I have this data frame glimpse(df)
Observations: 2,211
Variables: 3
$ city <chr> "Las Vegas", "Pittsburgh", "Las Vegas", "Phoenix", "Las Vegas", "Las Veg...
$ categories <chr> "c(\"Korean\", \"Sushi Bars\")", "c(\"Japanese\", \"Sushi Bars\")", "Tha...
$ is_open <chr> "0", "0", "1", "0", "1", "1", "0", "1", "0", "1", "1", "1", "0", "1", "1...
Here is a small dput()
structure(list(city = c("Las Vegas", "Pittsburgh", "Las Vegas",
"Phoenix", "Las Vegas"), categories = c("c(\"Korean\", \"Sushi Bars\")",
"c(\"Japanese\", \"Sushi Bars\")", "Thai", "c(\"Sushi Bars\", \"Japanese\")",
"Korean"), is_open = c("0", "0", "1", "0", "1")), .Names = c("city",
"categories", "is_open"), row.names = c(NA, 5L), class = "data.frame")

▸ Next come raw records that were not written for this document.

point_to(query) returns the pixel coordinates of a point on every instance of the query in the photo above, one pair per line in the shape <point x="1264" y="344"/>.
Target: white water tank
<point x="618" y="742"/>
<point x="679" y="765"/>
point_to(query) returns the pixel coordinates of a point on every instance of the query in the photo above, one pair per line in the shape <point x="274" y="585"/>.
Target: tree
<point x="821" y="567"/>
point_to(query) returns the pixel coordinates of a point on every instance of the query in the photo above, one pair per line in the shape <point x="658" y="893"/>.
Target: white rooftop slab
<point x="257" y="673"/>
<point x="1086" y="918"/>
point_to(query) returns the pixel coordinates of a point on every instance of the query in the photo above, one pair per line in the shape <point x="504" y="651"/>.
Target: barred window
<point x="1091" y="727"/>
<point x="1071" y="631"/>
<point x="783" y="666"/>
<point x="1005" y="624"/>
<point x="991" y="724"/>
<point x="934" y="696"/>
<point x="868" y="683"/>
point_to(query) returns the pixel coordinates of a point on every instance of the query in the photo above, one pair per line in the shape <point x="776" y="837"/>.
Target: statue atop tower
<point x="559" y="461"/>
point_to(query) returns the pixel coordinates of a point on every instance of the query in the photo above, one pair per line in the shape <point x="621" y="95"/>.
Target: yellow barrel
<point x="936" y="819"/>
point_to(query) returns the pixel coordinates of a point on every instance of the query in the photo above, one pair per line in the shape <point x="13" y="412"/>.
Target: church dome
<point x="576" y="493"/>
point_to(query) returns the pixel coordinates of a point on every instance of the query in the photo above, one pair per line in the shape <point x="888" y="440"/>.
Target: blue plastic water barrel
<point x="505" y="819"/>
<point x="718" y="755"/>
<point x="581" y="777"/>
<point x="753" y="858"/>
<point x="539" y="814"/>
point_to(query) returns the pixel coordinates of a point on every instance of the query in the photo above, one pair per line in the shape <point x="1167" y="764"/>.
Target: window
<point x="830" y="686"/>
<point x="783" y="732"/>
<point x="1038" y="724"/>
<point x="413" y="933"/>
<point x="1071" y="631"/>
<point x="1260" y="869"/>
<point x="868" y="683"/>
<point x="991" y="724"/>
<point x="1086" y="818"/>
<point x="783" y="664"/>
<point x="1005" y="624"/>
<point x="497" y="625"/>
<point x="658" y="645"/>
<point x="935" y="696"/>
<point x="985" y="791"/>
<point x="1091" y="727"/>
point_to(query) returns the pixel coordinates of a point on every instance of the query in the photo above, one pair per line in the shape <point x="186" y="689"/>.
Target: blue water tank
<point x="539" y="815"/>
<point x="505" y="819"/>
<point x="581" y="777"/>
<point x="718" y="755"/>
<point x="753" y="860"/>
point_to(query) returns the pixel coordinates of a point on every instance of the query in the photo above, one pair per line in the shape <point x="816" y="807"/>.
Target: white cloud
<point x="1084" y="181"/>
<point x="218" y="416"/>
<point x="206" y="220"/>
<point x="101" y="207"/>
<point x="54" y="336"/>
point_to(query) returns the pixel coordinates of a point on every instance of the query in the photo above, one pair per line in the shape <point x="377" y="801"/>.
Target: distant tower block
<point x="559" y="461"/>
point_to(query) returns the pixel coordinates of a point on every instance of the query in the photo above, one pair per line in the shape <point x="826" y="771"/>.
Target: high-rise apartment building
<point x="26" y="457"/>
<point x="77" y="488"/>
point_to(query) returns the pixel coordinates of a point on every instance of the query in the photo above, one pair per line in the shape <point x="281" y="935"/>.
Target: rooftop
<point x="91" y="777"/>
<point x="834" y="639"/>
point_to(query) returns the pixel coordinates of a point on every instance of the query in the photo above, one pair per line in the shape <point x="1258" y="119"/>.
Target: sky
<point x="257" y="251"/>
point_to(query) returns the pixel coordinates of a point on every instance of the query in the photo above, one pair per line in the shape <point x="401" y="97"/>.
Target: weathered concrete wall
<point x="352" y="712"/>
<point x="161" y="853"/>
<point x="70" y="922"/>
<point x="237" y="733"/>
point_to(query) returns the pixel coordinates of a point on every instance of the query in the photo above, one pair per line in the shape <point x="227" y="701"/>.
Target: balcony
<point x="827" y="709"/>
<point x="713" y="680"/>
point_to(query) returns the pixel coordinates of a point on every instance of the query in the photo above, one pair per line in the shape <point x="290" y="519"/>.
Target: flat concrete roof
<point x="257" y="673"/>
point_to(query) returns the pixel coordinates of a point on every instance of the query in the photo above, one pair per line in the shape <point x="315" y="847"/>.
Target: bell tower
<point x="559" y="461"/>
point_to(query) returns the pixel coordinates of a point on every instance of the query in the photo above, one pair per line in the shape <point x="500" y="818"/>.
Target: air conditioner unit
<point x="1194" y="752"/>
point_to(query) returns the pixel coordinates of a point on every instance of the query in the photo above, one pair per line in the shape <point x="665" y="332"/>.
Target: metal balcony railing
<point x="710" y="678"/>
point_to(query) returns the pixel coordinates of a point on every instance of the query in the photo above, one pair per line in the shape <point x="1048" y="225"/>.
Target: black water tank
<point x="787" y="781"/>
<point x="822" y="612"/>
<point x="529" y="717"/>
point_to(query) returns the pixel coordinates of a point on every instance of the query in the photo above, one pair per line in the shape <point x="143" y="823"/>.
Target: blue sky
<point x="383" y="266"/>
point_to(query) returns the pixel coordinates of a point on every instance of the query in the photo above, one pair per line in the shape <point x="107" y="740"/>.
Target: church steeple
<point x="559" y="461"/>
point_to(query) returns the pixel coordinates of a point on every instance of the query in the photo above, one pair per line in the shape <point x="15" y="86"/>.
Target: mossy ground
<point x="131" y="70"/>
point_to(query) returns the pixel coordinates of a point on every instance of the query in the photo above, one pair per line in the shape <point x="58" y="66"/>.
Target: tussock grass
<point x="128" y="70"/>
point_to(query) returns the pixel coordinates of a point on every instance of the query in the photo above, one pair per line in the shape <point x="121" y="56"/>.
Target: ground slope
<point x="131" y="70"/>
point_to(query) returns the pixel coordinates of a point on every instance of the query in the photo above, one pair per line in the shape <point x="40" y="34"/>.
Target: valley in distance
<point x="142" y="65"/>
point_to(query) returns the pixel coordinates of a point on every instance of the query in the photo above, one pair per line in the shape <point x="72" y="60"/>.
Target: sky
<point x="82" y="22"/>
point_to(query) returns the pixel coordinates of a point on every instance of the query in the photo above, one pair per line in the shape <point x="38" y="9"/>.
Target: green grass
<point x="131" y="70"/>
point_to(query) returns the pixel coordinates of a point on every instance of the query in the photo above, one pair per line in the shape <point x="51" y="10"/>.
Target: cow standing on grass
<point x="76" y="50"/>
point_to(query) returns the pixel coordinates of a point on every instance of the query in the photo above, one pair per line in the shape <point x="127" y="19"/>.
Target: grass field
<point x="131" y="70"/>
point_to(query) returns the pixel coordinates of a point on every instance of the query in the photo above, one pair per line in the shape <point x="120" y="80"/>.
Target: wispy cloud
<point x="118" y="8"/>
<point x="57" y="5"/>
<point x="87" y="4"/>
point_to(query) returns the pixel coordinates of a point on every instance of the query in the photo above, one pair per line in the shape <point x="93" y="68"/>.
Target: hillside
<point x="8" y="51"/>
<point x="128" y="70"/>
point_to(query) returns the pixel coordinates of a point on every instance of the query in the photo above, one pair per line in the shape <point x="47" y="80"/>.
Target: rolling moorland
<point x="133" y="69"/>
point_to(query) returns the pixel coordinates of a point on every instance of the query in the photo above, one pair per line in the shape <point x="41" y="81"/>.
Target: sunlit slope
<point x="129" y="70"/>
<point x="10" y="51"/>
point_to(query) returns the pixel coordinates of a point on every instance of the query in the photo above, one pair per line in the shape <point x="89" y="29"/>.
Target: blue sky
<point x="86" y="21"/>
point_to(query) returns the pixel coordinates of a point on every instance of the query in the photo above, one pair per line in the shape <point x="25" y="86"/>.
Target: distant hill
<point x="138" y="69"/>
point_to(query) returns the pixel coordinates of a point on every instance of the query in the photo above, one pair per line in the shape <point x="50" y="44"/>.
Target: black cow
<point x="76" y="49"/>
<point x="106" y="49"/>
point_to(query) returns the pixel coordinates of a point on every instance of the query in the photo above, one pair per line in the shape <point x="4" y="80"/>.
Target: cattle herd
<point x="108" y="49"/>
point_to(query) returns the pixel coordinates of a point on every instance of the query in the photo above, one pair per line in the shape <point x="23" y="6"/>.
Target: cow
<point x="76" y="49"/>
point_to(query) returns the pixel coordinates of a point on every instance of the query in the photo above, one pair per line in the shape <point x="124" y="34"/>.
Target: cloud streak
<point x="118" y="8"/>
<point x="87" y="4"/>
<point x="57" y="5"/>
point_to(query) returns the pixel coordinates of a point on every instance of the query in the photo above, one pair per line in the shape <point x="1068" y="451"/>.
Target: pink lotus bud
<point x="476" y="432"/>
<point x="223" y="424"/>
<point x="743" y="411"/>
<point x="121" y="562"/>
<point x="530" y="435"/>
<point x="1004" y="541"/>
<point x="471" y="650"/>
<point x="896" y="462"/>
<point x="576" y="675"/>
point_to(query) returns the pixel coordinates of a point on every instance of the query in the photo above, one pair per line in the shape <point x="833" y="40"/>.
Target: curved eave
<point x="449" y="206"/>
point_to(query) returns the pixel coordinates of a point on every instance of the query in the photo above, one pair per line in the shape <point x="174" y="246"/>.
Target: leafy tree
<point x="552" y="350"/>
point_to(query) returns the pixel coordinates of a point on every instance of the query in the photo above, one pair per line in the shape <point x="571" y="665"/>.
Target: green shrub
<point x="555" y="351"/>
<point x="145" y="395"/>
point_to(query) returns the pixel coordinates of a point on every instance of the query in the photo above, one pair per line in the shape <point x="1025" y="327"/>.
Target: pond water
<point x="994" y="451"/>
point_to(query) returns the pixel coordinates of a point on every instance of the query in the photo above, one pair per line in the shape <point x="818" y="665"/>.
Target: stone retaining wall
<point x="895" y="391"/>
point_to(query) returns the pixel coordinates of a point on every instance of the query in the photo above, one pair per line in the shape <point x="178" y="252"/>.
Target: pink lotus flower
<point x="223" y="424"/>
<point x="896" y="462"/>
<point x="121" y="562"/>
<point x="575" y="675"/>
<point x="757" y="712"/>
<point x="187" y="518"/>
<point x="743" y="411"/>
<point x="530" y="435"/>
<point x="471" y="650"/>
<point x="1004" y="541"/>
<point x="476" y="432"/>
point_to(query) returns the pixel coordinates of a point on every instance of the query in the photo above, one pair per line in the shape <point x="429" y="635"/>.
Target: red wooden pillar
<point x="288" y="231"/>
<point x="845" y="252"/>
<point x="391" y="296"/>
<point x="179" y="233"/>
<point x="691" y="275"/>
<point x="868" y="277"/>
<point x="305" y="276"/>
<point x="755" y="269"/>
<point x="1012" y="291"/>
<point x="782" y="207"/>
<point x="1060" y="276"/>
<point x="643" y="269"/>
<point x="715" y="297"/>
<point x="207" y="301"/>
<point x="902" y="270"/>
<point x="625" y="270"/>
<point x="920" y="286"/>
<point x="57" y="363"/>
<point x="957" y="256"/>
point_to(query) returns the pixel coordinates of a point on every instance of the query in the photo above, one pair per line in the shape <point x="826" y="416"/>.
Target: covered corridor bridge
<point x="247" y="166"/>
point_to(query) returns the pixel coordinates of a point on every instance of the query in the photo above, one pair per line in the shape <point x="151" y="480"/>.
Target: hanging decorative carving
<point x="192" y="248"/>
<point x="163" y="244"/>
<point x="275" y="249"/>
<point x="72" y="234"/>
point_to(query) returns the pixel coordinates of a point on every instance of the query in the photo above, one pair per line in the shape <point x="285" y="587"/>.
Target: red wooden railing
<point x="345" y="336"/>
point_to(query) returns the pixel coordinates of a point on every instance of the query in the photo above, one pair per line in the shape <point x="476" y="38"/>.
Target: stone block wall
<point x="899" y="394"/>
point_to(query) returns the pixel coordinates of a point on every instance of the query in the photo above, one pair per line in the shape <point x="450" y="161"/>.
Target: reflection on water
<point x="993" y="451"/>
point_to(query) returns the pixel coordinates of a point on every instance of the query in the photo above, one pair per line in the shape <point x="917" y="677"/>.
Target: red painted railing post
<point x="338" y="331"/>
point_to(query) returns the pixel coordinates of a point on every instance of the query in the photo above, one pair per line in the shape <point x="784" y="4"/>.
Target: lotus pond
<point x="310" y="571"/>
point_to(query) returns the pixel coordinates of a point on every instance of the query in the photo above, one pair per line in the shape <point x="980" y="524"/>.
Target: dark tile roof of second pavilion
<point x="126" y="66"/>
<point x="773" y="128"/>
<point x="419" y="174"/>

The data consists different cities city
with different cuisines categories
.
I want to make a contingency table to visualize which cuisines are associated with closings (is_opem = 0)
or openings (is_open = 1)
.
I want to do this with a contingency table. To do so I tried this one but I got this error:
xtabs(is_open ~., data = df)
Error in FUN(X[[i]], ...) : invalid 'type' (character) of argument
When I convert the variables as.factor()
I get lots of tables, not one. Is there a way to this so ít´s looking like below?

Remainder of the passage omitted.